A new report from the Special Inspector General for Afghanistan Reconstruction (SIGAR) looks into the issue of a web-based geospatial database that is intended to provide USAID with an accurate picture of infrastructure development in Afghanistan. What they found is that the accuracy of the data leaves a lot to be desired.
SIGAR looked into the accuracy of the Afghanistan Infrastructure and Security Cartography System (AISCS). AISCS was developed by International Relief and Development, Inc. (IRD), a USAID contractor, and was designed to include geospatial information on development activities, including construction of roads, schools, clinics, hospitals, and public buildings such as courthouses and district centers.
IRD aimed to obtain infrastructure project site information from the USAID mission in Afghanistan, as well as the Department of Defense, and verify the accuracy of that information. According to IRD, it has “stringent ongoing multi-tiered quality control protocols in place to insure accuracy and precision collected data [sic]."
But when SIGAR tested the data it found that these "stringent ongoing multi-tiered quality control protocols"were not worth tuppence. This is what they found:
"We observed that, of the 33,000 records in AISCS, only 16 percent were shown as having confirmed locations. We selected 10 projects from AISCS and asked CITF to corroborate the projects’ stated locations using a variety of unclassified and classified sources. These 10 projects were spread geographically throughout Afghanistan and represented various sectors, including health, education, government, transportation, and hydroelectric power.
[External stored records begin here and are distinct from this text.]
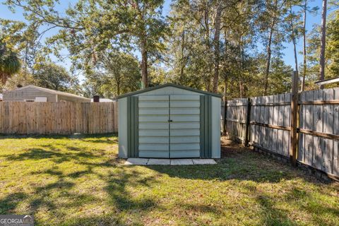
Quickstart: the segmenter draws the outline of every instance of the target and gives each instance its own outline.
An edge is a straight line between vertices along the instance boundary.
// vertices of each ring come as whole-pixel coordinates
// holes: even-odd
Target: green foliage
[[[3,85],[8,78],[19,71],[20,66],[17,53],[7,48],[0,40],[0,80]]]
[[[330,76],[339,76],[339,11],[333,13],[327,29],[327,57]]]
[[[96,66],[86,73],[83,84],[88,97],[113,98],[140,89],[140,69],[133,56],[119,51],[99,54]]]
[[[66,55],[72,74],[85,78],[84,93],[107,97],[167,82],[223,93],[227,98],[288,92],[292,69],[282,60],[282,49],[286,42],[296,45],[304,33],[304,7],[316,11],[302,0],[174,0],[166,18],[163,0],[78,0],[64,10],[56,0],[5,4],[23,10],[25,19],[0,20],[1,39],[20,54],[24,69],[11,85],[32,76],[35,83],[53,87],[55,78],[47,75],[50,81],[44,83],[39,78],[44,71],[40,66],[52,55],[60,60]],[[335,1],[330,4],[338,6]],[[333,14],[327,78],[339,72],[338,11]],[[316,29],[308,38],[307,89],[315,88],[319,72]],[[80,90],[73,80],[66,79]]]
[[[76,93],[78,79],[62,66],[47,62],[39,65],[32,75],[34,84],[49,89]]]

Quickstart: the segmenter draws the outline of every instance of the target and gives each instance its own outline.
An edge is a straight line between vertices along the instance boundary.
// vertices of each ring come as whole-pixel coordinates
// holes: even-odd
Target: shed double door
[[[138,97],[140,157],[200,157],[200,95]]]

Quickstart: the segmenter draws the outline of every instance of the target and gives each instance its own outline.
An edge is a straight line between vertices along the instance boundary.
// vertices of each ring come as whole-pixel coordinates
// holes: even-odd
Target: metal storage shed
[[[221,95],[165,84],[118,97],[120,157],[220,157]]]

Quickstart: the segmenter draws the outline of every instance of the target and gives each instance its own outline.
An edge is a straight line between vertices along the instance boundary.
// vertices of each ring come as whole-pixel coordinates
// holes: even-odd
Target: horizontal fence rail
[[[291,143],[296,142],[297,162],[339,179],[339,88],[304,91],[297,98],[297,120],[291,118],[291,93],[229,100],[224,117],[225,132],[287,159],[292,155]],[[291,140],[293,120],[297,136]]]
[[[118,131],[117,102],[0,102],[0,133],[73,134]]]

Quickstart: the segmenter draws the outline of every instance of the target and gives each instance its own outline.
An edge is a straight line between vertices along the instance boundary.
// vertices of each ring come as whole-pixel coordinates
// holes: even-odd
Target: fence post
[[[227,101],[224,99],[224,136],[227,133]]]
[[[297,134],[298,114],[298,73],[293,71],[291,96],[291,130],[290,131],[290,160],[292,166],[297,165]]]
[[[247,107],[246,115],[246,127],[245,127],[245,147],[249,146],[249,122],[251,120],[251,99],[247,98]]]

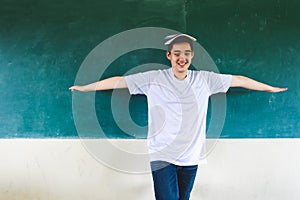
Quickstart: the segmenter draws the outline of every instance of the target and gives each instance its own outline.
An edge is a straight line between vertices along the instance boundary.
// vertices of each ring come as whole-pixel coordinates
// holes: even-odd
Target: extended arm
[[[232,76],[230,87],[242,87],[250,90],[258,90],[264,92],[283,92],[288,88],[279,88],[255,81],[245,76]]]
[[[122,76],[115,76],[108,79],[104,79],[95,83],[91,83],[83,86],[72,86],[69,88],[71,91],[80,91],[80,92],[91,92],[97,90],[112,90],[119,88],[127,88],[126,81]]]

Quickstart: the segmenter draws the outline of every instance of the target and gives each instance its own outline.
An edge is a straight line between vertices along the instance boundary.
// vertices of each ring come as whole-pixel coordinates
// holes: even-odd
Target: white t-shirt
[[[188,70],[187,77],[178,80],[172,68],[125,76],[130,94],[147,96],[150,161],[189,166],[204,159],[209,96],[227,92],[231,79]]]

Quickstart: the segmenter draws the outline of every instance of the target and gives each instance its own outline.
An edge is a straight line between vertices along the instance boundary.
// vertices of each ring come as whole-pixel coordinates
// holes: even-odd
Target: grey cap
[[[192,37],[190,35],[187,35],[187,34],[174,34],[174,35],[168,35],[168,36],[165,37],[165,39],[167,40],[165,42],[165,45],[171,44],[178,37],[186,37],[186,38],[192,40],[193,42],[196,41],[196,38],[194,38],[194,37]]]

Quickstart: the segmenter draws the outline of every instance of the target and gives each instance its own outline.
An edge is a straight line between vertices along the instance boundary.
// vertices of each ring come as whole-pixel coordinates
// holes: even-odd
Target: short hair
[[[173,48],[173,45],[178,44],[178,43],[189,43],[191,50],[194,51],[193,40],[191,40],[190,38],[187,38],[185,36],[180,36],[178,38],[175,38],[170,44],[168,44],[167,51],[171,51]]]

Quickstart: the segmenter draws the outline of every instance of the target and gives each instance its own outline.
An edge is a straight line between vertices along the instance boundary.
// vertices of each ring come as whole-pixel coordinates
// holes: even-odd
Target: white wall
[[[191,199],[298,200],[299,154],[299,139],[219,140],[199,168]],[[112,170],[80,140],[1,139],[0,158],[0,200],[154,199],[150,174]]]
"CITF found that location coordinates for 4 of the 10 projects were highly accurate, but were significantly inaccurate for 3 of the 10. For the remaining 3 projects, CITF determined that insufficient corroborating information was available to assess the spatial accuracy of the coordinates. In other words, CITF was unable to locate the project."
Concerned with the inaccuracy of the initial results, SIGAR decided to look in detail at the geospatial locations of schools built with USAID money, eventually checking the data for 227 schools.
What did they find?:
"Specifically, of the 227 schools, NGA found that 185 (81%) of them were at the given coordinates. However, NGA could not confirm the coordinates for the remaining 42 records (19%). Specifically, for 12 of the records (5%), NGA determined that there was a school within 400 meters of the given coordinates; for 20 (9%), there was no school within 400 meters; and for 8 (4%), NGA was unable to make a determination. NGA considered two of the schools (1%) to be duplicates.
"SIGAR considers the coordinates for these 42 records (19%) to be questionable. Based on our sample, we project with 95% confidence that between 74 and 129 of the total 549 completed, USAID-funded schools in Afghanistan have location coordinates that cannot be verified using geospatial means or are incorrect."